Jean-Claude Juncker: Pas vraiment. Je m'y intéressais à travers ce que disait mon père. Il m'obligeait chaque jour à lire le journal et à commenter l'actualité. La guerre du Vietnam, le Congo belge... Cela m'a beaucoup impressionné. Surtout les assassinats de sœurs et de missionnaires luxembourgeois là-bas.

Quel est le plus beau cadeau que vous ayez reçu pour Saint-Nicolas?

Jean-Claude Juncker: On recevait des cadeaux modestes. Je me souviens de deux petits trains électriques, offerts par chacune de mes grand-mères. L'un était français, l'autre allemand. Pas moyen de les raccorder ensemble! J'ai aussi eu un char, confisqué par mon père qui ne voulait pas que je prenne goût aux machines de guerre.

Il avait connu les vrais chars pendant la Seconde Guerre mondiale.

Avez-vous passé votre enfance au Luxembourg?

Jean-Claude Juncker: Oui, mais avec toujours un pied à l'étranger. La banlieue belge: Arlon, Athus ou Trêves, Metz. Il y avait encore des frontières où on attendait parfois une heure et demie. Quand on critique l'Europe, j'ai envie de rejouer aux frontières pendant six mois!

Le père Fouettard aurait-il des raisons de s'occuper de vous?

Jean-Claude Juncker: Oui!, mais il ne sait pas tout... heureusement.

Croyez-vous à Saint-Nicolas?

Jean-Claude Juncker: Oui. J'ai gardé une part de naïveté. J'ai trouvé normal qu'un jour par an quelqu'un vienne me dire si j'ai bien agi. J'ai toujours aimé cette fête car les enfants sont les princes de la vie. Ils ont droit à la reconnaissance des adultes.

Quelle différence y a-t-il entre les enfants d'hier et d'aujourd’hui?
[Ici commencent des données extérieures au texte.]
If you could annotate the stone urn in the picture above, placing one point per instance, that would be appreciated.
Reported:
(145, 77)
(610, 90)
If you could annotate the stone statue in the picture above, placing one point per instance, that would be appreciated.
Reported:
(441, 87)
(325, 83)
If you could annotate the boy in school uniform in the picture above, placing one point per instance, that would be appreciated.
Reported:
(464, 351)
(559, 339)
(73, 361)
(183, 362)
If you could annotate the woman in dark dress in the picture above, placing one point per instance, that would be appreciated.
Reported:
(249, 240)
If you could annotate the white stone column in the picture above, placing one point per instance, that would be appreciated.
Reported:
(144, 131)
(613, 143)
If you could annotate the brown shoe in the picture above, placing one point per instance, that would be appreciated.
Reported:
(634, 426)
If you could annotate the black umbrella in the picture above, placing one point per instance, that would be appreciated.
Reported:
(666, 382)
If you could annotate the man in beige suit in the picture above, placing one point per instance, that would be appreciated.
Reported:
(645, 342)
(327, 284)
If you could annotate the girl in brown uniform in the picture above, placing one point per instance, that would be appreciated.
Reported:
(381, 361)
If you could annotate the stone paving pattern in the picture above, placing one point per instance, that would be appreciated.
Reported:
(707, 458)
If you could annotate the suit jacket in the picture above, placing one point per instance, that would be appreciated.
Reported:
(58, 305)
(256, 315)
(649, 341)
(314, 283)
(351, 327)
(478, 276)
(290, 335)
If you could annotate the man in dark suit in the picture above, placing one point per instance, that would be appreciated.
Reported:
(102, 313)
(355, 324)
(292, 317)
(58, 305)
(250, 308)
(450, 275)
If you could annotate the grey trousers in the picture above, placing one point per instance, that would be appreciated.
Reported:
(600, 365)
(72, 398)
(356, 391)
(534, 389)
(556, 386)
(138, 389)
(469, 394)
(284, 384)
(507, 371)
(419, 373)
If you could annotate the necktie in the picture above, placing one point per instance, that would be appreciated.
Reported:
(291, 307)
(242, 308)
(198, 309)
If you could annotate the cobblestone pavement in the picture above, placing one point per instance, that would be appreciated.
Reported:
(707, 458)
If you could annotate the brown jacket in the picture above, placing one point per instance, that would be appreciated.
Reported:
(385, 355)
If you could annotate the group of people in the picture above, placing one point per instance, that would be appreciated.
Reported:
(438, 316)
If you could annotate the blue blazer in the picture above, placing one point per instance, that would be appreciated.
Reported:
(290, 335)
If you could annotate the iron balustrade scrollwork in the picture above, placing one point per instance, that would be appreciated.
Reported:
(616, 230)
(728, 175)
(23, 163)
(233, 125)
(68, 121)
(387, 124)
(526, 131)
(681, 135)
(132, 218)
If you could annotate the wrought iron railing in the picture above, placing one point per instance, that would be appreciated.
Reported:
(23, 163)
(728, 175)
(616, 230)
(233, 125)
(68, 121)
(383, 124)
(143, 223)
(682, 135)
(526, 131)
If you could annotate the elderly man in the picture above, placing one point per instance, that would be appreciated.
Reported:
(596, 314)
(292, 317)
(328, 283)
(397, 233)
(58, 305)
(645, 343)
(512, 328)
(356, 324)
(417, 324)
Jean-Claude Juncker: Je n'ai pas d'enfant. C'est le seul élément de tristesse de ma biographie. Les enfants d'aujourd'hui sont différents parce que leurs parents le sont. Je n'entre jamais en guerre contre les enfants -contrairement à ce qu'on dit en ce moment- je me fâche contre leurs parents.

Que vouliez-vous changer dans le monde quand vous étiez enfant?

Jean-Claude Juncker: Tout! Je trouvais injuste qu'on fasse des différences entre les hommes. Mon père a été ouvrier puis employé privé. C'est moi, à 10 ans, qui lui ai appris le français pour qu'il passe ses examens. Il l'a vécu comme une énorme promotion sociale. Mais les fonctionnaires avaient encore plus de prestige. Les enfants de médecins, de dentistes faisaient des choses auxquelles je n'avais pas accès. J'ai aussi vu les petits Italiens déracinés à dix ans pleurer pendant des mois sur leur banc d'école où ils ne comprenaient rien. J'ai presque souffert physiquement de ces injustices. Je me suis dit: il y a des rapprochements à faire!

Quel métier vouliez-vous faire alors?

Jean-Claude Juncker: En 1964, j'avais dix ans et je rêvais d'être joueur professionnel dans une équipe italienne. Ensuite, j'ai voulu faire disc-jockey, puis journaliste. Mais je le serai un jour.

Avez-vous encore un rêve d'enfant?

Jean-Claude Juncker: 7% de la population mondiale est européenne et nous avons la moitié de la richesse mondiale. Mon rêve, c'est qu'on arrête de se plaindre.